College of St. Joseph

St. Joseph Hall at College of St. Joseph is pictured in December 2018.

College of St. Joseph may not award degrees anymore, but College President Dr. Jennifer Scott said the school will remain open, just in a different capacity.

“Our board wants to see us work toward re-imagining CSJ, looking at education and economic development for this region and as a whole,” Scott said Thursday. “We’re looking at folks already in the workforce and working with local employers.”

Scott said the school plans to host training and certificate programs for professionals looking to further their expertise in their respective fields, rather than entry-level workforce development — providing education and training relating to participants launching businesses, helping them grow and remain in Vermont.

This summer, in collaboration with Vermont Works Management Co. and Vermont Innovation Commons, the first steps begin: CSJ is conducting a feasibility study to better understand what Rutlanders want from the vacant campus and what sorts of programs would benefit the community.

“We’ll conduct needs assessments, physical assessments, redevelopments that could be necessary,” Scott said. “The hope is the study will inform a business plan.”

“We believe this feasibility study is an important next step for identifying the future role CSJ will play within our community, so it may continue to serve the needs of those individuals looking for educational and developmental opportunities for many years to come,” Matt Levandowski, president and CEO of Heritage Family Credit Union, said in a news release.

Heritage Family Credit Union and Vermont Works Management Co. will provide start-up funds necessary to complete the study, the statement said.

College officials announced in March that after 60 years, CSJ would stop teaching students at the end of the spring semester.

The college’s 90 staff members were informed in December that the accreditation agency, the New England Commission on Higher Education, would withdraw its accreditation by the end of August.

According to the CSJ statement, the college was founded by the Sisters of St.
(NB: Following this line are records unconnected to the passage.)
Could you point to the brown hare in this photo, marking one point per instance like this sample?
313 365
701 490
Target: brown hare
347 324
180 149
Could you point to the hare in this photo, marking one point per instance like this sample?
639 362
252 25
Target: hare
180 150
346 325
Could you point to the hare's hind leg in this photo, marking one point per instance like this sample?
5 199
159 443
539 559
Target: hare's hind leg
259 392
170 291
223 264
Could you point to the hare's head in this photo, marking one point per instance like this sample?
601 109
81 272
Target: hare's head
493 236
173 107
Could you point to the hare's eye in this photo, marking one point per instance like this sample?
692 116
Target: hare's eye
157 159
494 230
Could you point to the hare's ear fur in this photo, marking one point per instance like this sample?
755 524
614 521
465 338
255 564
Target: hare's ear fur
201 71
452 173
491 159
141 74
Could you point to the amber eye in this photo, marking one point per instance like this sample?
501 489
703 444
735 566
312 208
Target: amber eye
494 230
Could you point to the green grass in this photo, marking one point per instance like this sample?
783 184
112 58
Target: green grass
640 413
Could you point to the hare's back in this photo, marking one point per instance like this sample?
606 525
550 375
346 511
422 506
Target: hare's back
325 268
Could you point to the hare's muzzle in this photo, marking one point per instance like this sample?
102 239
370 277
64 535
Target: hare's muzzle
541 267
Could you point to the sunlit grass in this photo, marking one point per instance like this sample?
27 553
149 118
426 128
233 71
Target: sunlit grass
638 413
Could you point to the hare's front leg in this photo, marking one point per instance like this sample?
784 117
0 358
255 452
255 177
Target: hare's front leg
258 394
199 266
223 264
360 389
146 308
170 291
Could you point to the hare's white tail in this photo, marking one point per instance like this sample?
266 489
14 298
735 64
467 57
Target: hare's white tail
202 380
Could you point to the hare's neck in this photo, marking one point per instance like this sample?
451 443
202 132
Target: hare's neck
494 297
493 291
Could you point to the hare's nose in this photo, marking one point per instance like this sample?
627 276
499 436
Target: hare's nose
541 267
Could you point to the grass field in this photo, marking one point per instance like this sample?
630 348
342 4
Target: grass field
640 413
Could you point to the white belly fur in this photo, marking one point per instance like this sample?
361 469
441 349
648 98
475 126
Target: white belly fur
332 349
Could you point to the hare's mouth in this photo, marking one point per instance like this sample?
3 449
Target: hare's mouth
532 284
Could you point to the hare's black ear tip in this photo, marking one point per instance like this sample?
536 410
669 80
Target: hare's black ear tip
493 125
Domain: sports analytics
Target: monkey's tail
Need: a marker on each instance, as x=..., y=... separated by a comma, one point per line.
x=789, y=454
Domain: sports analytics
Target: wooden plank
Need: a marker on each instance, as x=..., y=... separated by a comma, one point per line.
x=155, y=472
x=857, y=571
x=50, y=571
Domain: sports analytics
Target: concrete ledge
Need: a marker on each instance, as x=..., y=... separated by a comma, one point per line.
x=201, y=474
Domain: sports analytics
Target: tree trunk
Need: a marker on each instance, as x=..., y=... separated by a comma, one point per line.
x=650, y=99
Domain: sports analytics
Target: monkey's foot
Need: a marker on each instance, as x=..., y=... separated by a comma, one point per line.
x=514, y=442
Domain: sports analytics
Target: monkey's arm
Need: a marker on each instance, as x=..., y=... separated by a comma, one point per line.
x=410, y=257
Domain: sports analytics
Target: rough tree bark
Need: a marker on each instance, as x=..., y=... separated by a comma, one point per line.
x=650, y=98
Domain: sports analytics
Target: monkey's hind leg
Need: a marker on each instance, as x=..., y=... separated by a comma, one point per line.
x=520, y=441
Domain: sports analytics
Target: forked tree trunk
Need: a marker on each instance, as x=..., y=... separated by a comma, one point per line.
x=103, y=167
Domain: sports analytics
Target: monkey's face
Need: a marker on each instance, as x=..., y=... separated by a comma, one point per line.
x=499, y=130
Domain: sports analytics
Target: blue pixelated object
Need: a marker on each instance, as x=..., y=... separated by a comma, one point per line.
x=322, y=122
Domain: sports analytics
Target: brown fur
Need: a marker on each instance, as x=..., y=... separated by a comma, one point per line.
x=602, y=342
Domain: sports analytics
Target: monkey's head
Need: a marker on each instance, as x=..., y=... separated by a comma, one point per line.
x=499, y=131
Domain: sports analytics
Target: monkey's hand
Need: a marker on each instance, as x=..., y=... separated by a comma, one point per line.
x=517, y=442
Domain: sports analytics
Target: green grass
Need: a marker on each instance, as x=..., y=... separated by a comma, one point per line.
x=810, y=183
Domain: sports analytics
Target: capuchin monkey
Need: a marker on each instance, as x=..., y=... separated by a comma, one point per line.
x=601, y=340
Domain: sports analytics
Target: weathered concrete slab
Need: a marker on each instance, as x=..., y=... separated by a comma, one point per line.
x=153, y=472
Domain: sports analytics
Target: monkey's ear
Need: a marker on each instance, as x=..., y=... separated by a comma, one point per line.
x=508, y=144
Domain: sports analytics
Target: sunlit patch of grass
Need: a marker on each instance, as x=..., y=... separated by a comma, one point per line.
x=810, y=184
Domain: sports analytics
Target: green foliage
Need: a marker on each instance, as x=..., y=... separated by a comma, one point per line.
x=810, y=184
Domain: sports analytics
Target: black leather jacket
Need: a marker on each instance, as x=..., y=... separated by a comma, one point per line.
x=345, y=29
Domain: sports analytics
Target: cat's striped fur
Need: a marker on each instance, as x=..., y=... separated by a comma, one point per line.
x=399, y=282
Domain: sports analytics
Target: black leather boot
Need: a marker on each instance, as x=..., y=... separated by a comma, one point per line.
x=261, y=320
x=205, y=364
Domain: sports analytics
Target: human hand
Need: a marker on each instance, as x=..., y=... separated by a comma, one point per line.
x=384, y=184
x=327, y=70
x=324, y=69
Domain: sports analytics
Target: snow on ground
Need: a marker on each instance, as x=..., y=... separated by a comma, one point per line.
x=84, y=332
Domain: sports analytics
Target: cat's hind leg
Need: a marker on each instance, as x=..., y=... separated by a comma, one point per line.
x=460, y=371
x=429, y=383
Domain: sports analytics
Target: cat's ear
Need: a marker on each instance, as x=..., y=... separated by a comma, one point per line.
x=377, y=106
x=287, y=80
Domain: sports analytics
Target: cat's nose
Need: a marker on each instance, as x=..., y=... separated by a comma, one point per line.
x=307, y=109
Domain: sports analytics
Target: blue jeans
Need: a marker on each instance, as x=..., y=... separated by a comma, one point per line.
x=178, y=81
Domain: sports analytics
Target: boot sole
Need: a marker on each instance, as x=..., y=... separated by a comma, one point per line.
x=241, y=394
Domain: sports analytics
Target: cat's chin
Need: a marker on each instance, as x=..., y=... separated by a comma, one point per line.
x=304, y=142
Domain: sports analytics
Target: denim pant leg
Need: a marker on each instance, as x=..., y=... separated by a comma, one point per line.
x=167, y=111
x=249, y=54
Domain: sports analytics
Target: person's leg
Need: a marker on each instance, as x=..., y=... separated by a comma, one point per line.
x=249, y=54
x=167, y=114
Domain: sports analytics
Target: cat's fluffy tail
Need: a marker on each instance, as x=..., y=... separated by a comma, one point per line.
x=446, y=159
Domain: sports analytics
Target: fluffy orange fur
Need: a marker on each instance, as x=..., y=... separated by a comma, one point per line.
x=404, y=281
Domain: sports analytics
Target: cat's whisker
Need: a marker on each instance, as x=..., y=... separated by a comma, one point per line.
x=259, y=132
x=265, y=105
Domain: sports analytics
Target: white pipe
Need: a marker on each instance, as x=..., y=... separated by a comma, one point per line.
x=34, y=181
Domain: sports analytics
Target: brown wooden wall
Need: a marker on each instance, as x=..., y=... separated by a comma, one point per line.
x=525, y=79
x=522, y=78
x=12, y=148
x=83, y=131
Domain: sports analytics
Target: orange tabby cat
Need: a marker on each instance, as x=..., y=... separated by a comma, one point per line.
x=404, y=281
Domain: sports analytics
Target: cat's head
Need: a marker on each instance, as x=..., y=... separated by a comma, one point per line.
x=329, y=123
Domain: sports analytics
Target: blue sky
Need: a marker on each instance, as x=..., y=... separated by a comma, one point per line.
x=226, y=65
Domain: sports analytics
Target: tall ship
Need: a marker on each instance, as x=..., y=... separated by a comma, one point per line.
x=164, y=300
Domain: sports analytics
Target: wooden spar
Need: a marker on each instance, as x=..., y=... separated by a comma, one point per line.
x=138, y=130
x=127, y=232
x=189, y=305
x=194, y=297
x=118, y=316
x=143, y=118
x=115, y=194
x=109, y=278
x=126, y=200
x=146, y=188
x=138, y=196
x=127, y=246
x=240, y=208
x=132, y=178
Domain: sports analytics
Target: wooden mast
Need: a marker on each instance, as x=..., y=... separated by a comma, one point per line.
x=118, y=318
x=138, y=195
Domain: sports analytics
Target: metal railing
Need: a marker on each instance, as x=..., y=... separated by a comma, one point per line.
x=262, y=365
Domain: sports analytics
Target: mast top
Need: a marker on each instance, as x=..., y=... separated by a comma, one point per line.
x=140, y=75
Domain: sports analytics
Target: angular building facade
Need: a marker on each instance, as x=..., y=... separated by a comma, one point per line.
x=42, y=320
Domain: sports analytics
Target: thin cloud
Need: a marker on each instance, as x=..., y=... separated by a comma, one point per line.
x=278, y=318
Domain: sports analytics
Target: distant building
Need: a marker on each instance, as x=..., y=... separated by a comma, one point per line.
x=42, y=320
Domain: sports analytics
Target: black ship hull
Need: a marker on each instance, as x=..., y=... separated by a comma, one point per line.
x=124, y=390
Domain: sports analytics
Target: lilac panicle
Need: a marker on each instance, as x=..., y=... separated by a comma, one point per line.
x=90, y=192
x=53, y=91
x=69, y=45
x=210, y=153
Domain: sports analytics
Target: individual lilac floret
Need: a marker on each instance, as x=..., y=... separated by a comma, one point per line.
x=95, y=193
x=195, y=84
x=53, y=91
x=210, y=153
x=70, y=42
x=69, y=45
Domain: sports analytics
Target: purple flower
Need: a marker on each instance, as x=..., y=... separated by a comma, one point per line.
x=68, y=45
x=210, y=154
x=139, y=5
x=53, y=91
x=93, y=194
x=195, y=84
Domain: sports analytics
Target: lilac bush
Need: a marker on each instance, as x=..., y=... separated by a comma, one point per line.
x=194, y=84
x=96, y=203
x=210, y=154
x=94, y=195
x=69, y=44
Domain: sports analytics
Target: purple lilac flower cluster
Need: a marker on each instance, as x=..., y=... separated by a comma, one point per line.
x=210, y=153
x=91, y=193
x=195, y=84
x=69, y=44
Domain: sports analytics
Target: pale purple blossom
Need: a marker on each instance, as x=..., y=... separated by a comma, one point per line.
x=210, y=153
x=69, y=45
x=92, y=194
Joseph of Rutland. After years of educating their members within the walls of the motherhouse on Convent Avenue, the sisters bought the campus of Rutland Junior College to establish a training center for their young novices. In 1956, a core group of women led by Sister Mary Matthew McDevitt, the first president, formed St. Joseph’s Teacher’s College.

CSJ happens to be in one of Vermont’s 25 designated opportunity zones, where the average median household income hovers around $40,000, with rent prices averaging $856, labeling Rutland a “low-income” community according to 2011-15.

The status makes Rutland eligible for the program, which encourages private investment in everything from real estate to art.

Scott said the public is encouraged to reach out and bring ideas to the table. She said school officials have already heard calls for theater productions and sports camps to utilize the facilities available at the college.

CSJ partners with the Rutland Economic Development Corp., and Executive Director Tyler Richardson said he is constantly seeing a need for workforce training for the many jobs available in Rutland County and throughout Vermont.

Especially now with the ceasing of operations for two of Rutland County’s institutions of higher learning.

“It’s a maintained need over the years,” Richardson said. “Advanced manufacturing, management, you need a lot of skills there. Addressing what our training needs are for our employers is something our organization has been doing all along.”

While REDC will work closely with CSJ as it continues planning how to remake the college, REDC’s presence in the new structure hasn’t been hammered out yet, Richardson said.

“There’s still momentum in the community,” Richardson said of Green Mountain College’s closing and CSJ’s re-purposing. “I believe we will be stronger going forward.”

Not everything will change, though. The new College of St. Joseph will still have Scott leading the charge, Scott said.

“(Right now) we have more questions than we have answers,” Scott said. “We’re getting a feel for what it would take.”